Google has released what it calls a new “inference” AI model. However, this is still in the experimental stage and from our quick testing, there is certainly room for improvement.
The new model, called Gemini 2.0 Flash Thinking Experimental (a mouthful, to be sure), is available in AI Studio, Google's AI prototyping platform. The model card describes it as being “ideal for multimodal understanding, reasoning, and coding” and capable of “reasoning through the most complex problems” in fields such as programming, mathematics, and physics.
In a post on X, AI Studio product lead Logan Kilpatrick calls the Gemini 2.0 Flash Thinking Experimental a “first step.” [Google’s] A Journey of Deduction.” Jeff Dean, principal scientist at Google DeepMind, Google's AI research arm, said in his post that the Gemini 2.0 Flash Thinking Experimental is “trained to use thinking to enhance inference. ” he said.
“Increasing the amount of computation in inference time yields promising results,” Dean said, referring to the amount of computation used to “run” the model when considering questions.
This is still an early version, but check out how the model handles difficult puzzles that include both visual and text clues: (2/3) pic.twitter.com/JltHeK7Fo7
— Logan Kilpatrick (@OfficialLoganK) December 19, 2024
Built on Google's recently announced Gemini 2.0 Flash model, the Gemini 2.0 Flash Thinking Experimental appears to be similar in design to OpenAI's o1 and other so-called inference models. Unlike most AI, inferential models effectively fact-check, allowing them to avoid some of the pitfalls that typically stumble AI models.
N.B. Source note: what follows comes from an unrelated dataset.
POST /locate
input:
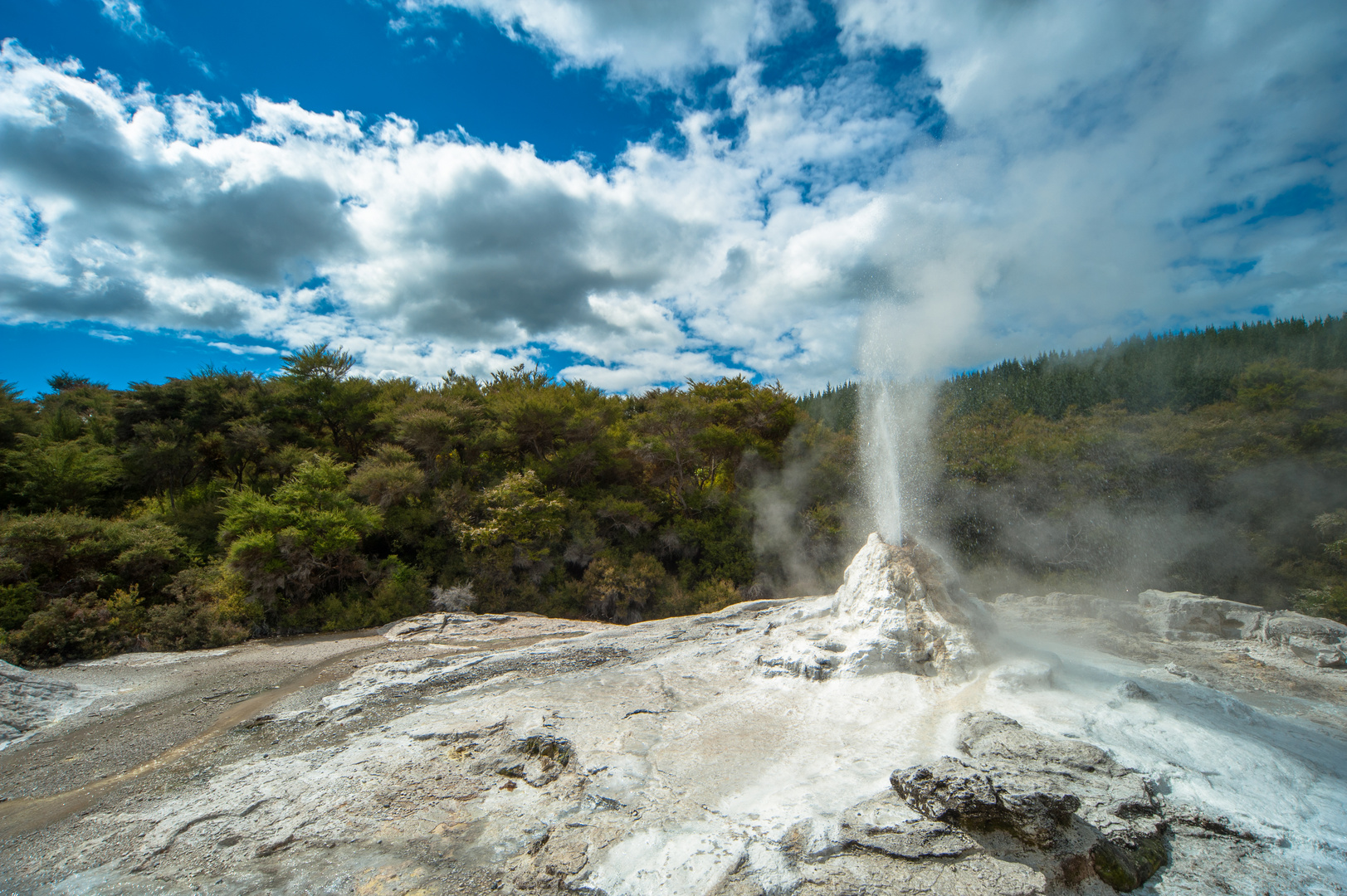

On the downside, inference models often take longer to arrive at a solution, typically seconds to minutes longer.
When given a prompt, Gemini 2.0 Flash Thinking Experimental pauses before responding and considers a number of related prompts, “explaining” its reasons along the way. After a while, the model will summarize what it considers to be the most accurate answer.
Well, that's what should happen. When I asked Gemini 2.0 Flash Thinking Experimental how many R's there were in the word “strawberry”, it answered “two”.
Google's new inference model can sometimes have a hard time counting the letters in words. Image credit: Google
Your mileage may vary.
The release of o1 led to an explosion of inference models from Google as well as rival AI labs. In early November, DeepSeek, an AI research company funded by quantitative traders, began previewing its first inference model, DeepSeek-R1. In the same month, Alibaba's Qwen team announced what it claimed was the first “open” challenger to o1.
Bloomberg reported in October that Google has multiple teams developing inference models. Then, in November, The Information reported that the company had at least 200 researchers specializing in the technology.
What opened the floodgates for inference models? One of them was the exploration of new approaches to improving generative AI. As my colleague Max Zeff recently reported, “brute force” methods of scaling up models no longer yield the improvements they once did.
Not everyone is convinced that inferential models are the best way to go. For example, they require a lot of computing power to run, so they tend to be expensive. So far, it has shown good performance in benchmarks, but it remains to be seen whether the inference model can maintain this rate of progress.